In medical school I imagined it like the La Brea Tar Pits - a sticky, stiff mire that eventually exhausted any living thing that got stuck in it. My daughter suggested that Frodo enmeshed in Shelob's web would have been a cooler analogy. We debated this for a while, each of us conveniently ignoring our gnawing concerns that geekiness is potentially inheritable.  

Prehistoric elephant in tar pit, doing an impression of a cardiac muscle cell in an
amyloid-filled heart.  Low art, even by Neanderthal standards.
(Image ref: http://www.freeimageslive.co.uk/files/images006/mammouth_tar_pits.jpg)

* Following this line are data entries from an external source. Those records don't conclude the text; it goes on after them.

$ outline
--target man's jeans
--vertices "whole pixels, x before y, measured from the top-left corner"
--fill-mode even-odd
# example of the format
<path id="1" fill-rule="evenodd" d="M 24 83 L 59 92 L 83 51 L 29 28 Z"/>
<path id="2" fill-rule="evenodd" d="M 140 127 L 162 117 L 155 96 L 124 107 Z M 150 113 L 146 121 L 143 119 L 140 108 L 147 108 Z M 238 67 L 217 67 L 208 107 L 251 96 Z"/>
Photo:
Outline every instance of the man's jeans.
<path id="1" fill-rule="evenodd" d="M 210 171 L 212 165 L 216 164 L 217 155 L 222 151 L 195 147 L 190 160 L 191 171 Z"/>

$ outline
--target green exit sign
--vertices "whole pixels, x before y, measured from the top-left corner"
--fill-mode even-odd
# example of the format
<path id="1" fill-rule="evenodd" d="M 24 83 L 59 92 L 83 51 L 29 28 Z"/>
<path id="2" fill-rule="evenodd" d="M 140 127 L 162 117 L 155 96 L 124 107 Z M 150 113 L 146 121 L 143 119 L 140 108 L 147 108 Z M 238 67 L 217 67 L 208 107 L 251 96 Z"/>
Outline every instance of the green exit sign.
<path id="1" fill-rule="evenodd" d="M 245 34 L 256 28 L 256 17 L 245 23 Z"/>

At any rate, the actual story is a bit more complicated. It is not only the accumulation of amyloid fibers (made up of aggregated light chains) around the heart muscle cells which cause heart dysfunction. Researchers from Boston have shown that AL light chains themselves (ones that have not been incorporated into fibrils) are directly toxic to myocardiocytes. They reduce the  ability of the heart muscle cells to contract, and eventually they can cause the cells to die. This seems to be caused by activation of a signaling protein called p38-alpha MAPK inside the cells (click here to see the original article). Of interest, normal non-amyloid-forming light chains - ones made by normal, non-clonal plasma cells - do not damage heart muscle cells like this. Of even more interest is that various pharmaceutical companies are developing and testing p38-alpha MAPK inhibitors.  In theory, such agents could minimize the direct toxic effects of AL-light chains on the heart, and maybe - just maybe - improve the prospects of patients with advanced cardiac AL amyloidosis.